Objectives: Macrophage depletion by liposomal clodronate inhibits neointimal formation after balloon-injury. The present study examined bisphosphonates (BP's) potency-effect relationship and the role of systemic versus local monocytes in vascular repair. Methods and Results: Liposomal preparations of clodronate, pamidronate, alendronate, and ISA-13-1 inhibited RAW-264 macrophages growth in a dose-response manner. Administration to balloon-injured rats suppressed neointimal growth. Neointima to media ratio (N/M) at 14 days was reduced from 1.35 +/- 0.22 (control) to 0.4 +/- 0.1 and 0.9 +/- 0.17 by liposomal alendronate (1.5 mg/kg, i.v.) and liposomal ISA-13-1 (15 mg/kg), respectively (n = 8-10, P < 0.05). Suppression of neointimal formation was preserved at 30 days.

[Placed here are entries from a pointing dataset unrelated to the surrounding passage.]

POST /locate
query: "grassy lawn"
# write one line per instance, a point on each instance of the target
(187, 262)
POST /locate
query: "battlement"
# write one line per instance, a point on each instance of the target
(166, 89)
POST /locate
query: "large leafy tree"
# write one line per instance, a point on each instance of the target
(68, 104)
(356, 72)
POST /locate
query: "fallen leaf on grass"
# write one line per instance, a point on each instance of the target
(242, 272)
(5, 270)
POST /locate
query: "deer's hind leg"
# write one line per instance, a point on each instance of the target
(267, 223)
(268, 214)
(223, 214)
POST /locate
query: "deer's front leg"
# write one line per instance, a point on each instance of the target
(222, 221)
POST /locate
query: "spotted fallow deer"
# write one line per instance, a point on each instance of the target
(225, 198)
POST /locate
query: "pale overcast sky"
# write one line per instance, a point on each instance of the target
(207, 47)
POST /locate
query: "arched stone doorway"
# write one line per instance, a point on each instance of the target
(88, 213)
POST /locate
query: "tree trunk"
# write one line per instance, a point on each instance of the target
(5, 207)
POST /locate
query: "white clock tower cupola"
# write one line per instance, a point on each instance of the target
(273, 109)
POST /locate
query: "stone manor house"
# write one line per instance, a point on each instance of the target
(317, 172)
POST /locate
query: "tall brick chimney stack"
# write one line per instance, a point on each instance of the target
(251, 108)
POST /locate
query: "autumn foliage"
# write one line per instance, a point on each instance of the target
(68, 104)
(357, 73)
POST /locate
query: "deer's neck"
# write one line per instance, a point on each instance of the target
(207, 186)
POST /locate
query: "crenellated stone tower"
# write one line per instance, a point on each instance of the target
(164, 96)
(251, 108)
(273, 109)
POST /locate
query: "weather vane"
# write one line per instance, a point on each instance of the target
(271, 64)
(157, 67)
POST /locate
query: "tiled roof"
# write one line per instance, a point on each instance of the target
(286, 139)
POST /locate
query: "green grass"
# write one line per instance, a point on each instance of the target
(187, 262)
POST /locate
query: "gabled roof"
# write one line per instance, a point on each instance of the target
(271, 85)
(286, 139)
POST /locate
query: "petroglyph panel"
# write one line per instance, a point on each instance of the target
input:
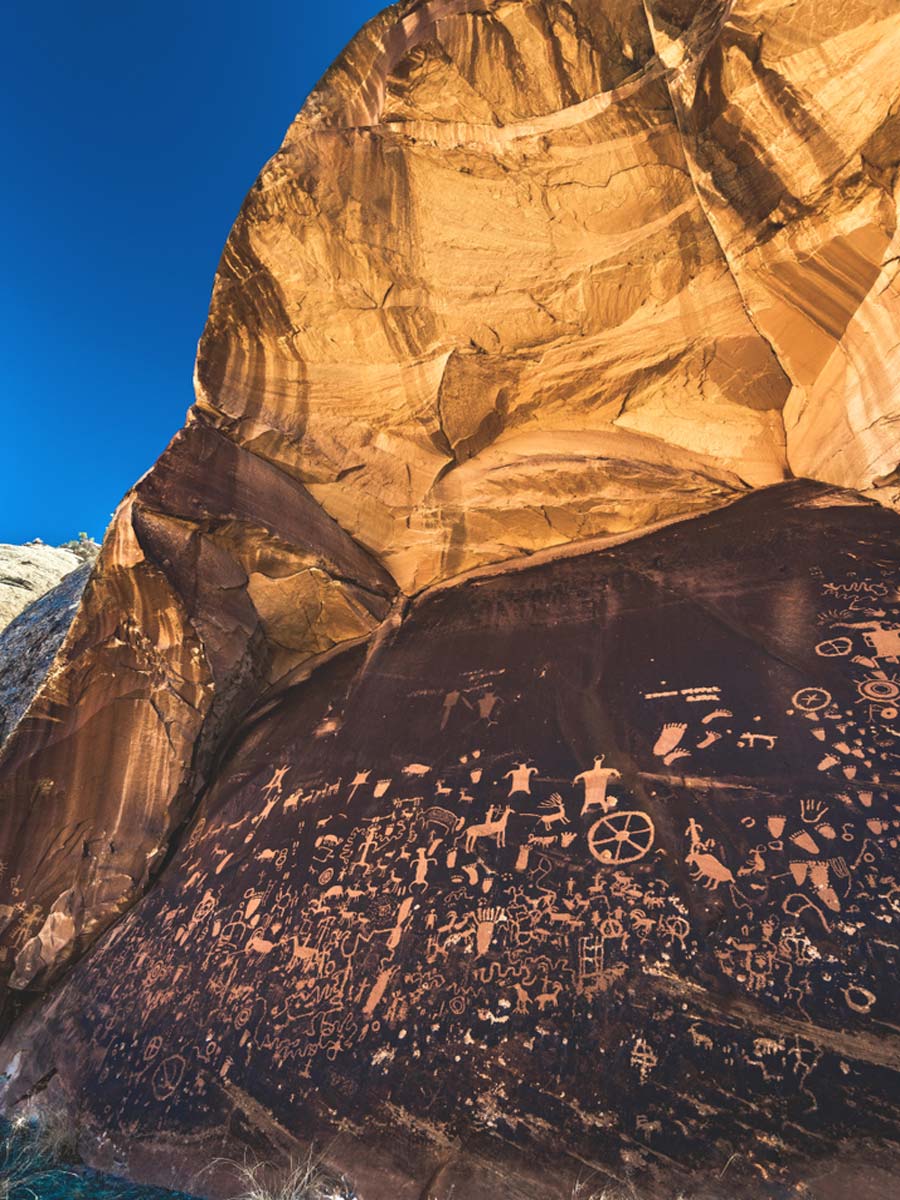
(589, 859)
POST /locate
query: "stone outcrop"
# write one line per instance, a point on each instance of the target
(29, 645)
(29, 571)
(527, 280)
(587, 873)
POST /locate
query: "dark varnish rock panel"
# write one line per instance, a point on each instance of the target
(587, 873)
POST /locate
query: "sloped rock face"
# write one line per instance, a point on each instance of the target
(588, 870)
(29, 571)
(525, 281)
(29, 645)
(521, 275)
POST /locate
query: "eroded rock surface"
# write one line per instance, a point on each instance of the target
(589, 870)
(29, 645)
(29, 571)
(526, 280)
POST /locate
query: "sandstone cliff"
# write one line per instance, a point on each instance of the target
(29, 571)
(526, 279)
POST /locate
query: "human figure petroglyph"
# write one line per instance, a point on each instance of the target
(520, 778)
(597, 781)
(486, 921)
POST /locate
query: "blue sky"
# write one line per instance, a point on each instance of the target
(131, 133)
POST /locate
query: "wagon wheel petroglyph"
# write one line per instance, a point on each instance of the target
(621, 838)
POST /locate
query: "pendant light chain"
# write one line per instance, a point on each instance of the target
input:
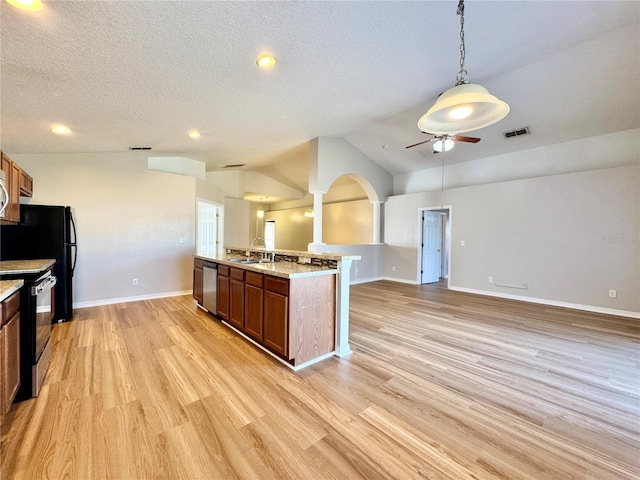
(462, 74)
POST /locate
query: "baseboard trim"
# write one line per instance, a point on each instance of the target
(400, 280)
(365, 280)
(551, 303)
(137, 298)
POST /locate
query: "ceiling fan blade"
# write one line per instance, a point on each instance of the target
(461, 138)
(416, 144)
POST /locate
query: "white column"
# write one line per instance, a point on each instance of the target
(317, 219)
(376, 223)
(342, 307)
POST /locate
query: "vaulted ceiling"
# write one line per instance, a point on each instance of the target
(144, 73)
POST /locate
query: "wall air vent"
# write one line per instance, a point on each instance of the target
(517, 132)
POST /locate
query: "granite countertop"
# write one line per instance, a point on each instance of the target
(277, 269)
(15, 267)
(298, 253)
(7, 287)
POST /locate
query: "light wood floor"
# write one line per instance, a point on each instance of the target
(441, 385)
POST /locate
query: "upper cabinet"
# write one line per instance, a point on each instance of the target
(19, 183)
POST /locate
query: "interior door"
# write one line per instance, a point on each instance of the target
(431, 247)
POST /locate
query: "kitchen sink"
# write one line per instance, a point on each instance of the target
(244, 261)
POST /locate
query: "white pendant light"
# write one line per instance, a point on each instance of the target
(260, 211)
(464, 107)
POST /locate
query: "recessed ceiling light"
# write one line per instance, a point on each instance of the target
(266, 61)
(26, 4)
(61, 130)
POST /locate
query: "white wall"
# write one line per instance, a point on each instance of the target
(129, 222)
(239, 222)
(332, 157)
(571, 238)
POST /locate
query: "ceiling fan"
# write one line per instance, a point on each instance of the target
(443, 143)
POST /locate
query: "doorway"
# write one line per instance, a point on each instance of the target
(435, 244)
(209, 228)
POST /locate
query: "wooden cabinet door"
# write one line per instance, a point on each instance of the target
(223, 297)
(14, 193)
(10, 339)
(253, 301)
(276, 323)
(26, 184)
(12, 179)
(236, 304)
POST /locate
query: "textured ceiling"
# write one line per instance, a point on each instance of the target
(122, 73)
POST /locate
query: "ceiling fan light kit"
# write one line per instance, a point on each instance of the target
(443, 144)
(464, 107)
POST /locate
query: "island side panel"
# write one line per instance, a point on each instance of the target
(312, 323)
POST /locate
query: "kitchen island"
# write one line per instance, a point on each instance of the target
(291, 304)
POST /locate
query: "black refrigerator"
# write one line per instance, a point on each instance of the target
(46, 231)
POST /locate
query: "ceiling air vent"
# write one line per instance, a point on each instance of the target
(517, 132)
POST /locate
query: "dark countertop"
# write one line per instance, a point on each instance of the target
(277, 269)
(16, 267)
(7, 287)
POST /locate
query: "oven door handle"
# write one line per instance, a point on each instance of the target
(46, 285)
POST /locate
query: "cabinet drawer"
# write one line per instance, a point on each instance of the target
(237, 274)
(253, 278)
(276, 285)
(10, 306)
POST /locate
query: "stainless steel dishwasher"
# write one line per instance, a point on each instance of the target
(209, 286)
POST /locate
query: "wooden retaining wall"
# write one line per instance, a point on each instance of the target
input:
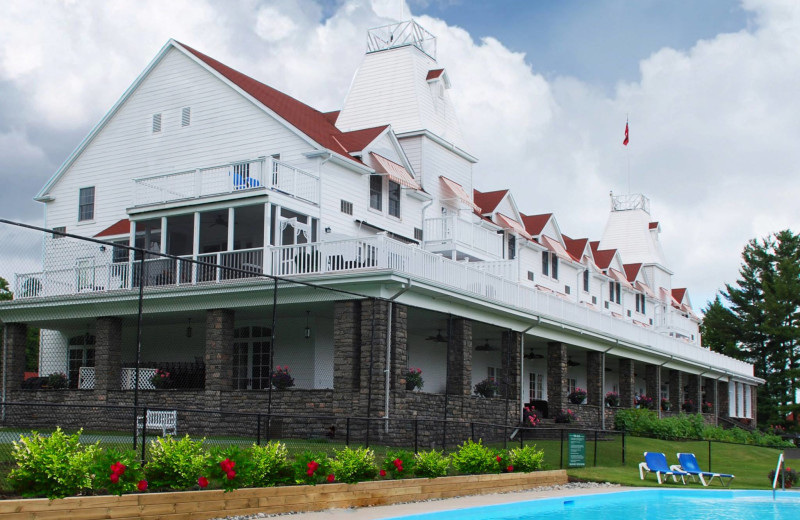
(202, 505)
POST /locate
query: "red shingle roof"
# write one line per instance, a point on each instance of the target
(121, 227)
(311, 122)
(488, 201)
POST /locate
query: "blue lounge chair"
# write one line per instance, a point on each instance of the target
(657, 463)
(688, 464)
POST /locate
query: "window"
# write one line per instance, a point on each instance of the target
(346, 207)
(376, 192)
(394, 199)
(86, 204)
(536, 387)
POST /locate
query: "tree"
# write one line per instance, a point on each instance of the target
(762, 323)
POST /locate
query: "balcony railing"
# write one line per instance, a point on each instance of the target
(462, 234)
(228, 178)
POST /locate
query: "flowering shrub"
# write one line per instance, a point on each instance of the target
(353, 465)
(473, 458)
(431, 464)
(487, 388)
(281, 379)
(117, 471)
(177, 464)
(414, 379)
(577, 396)
(56, 466)
(565, 416)
(612, 400)
(161, 379)
(526, 459)
(399, 463)
(270, 465)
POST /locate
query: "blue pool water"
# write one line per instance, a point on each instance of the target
(640, 505)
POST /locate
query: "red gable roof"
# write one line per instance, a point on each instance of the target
(534, 224)
(631, 270)
(602, 257)
(121, 227)
(488, 201)
(313, 123)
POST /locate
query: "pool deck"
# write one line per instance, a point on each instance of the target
(416, 508)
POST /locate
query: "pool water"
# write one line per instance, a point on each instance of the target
(640, 505)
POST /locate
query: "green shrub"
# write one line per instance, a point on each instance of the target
(526, 459)
(177, 464)
(399, 463)
(431, 464)
(311, 467)
(270, 465)
(116, 471)
(351, 466)
(474, 458)
(56, 466)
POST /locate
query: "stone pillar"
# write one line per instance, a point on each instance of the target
(627, 383)
(14, 353)
(346, 355)
(459, 358)
(556, 377)
(219, 349)
(108, 354)
(594, 378)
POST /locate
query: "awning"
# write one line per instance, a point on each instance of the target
(459, 192)
(621, 278)
(556, 247)
(510, 223)
(395, 172)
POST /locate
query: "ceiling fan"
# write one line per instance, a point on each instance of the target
(438, 338)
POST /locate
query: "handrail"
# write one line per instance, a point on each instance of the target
(775, 479)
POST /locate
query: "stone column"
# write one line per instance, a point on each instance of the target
(510, 363)
(556, 377)
(676, 389)
(346, 355)
(594, 378)
(14, 353)
(219, 349)
(108, 354)
(459, 358)
(627, 383)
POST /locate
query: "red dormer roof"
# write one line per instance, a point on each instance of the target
(311, 122)
(534, 224)
(632, 271)
(488, 201)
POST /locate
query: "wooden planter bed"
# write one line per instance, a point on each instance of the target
(201, 505)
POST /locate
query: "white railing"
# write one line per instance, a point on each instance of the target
(462, 233)
(227, 178)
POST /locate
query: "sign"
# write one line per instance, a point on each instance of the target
(576, 450)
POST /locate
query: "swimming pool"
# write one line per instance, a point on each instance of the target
(667, 504)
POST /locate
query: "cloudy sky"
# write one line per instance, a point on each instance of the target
(542, 91)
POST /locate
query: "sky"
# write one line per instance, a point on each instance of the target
(542, 91)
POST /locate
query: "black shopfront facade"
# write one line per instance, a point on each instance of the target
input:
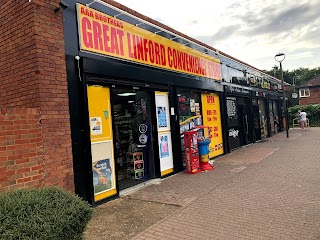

Subcutaneous administration of liposomal BP (LBP) was also effective in suppressing neointimal formation, while short local intraluminal application had no effect. Inummostaining for ED-1 and ED-2 revealed no resident macrophages in the arterial wall, and reduced macrophage infiltration in LBP-treated animals. Arterial PDGF- B chain and PDGF-P receptor activation were reduced in LBP-treated animals and up-regulation of the PDGF receptor was noted. Conclusions: Systemic transient inactivation of monocytes and macrophages by LBPs reduced macrophage infiltration and neointimal formation in the rat carotid injury model. The findings demonstrate a BP potency-effect relationship, and highlight the role of circulating monocytes in vascular injury and repair.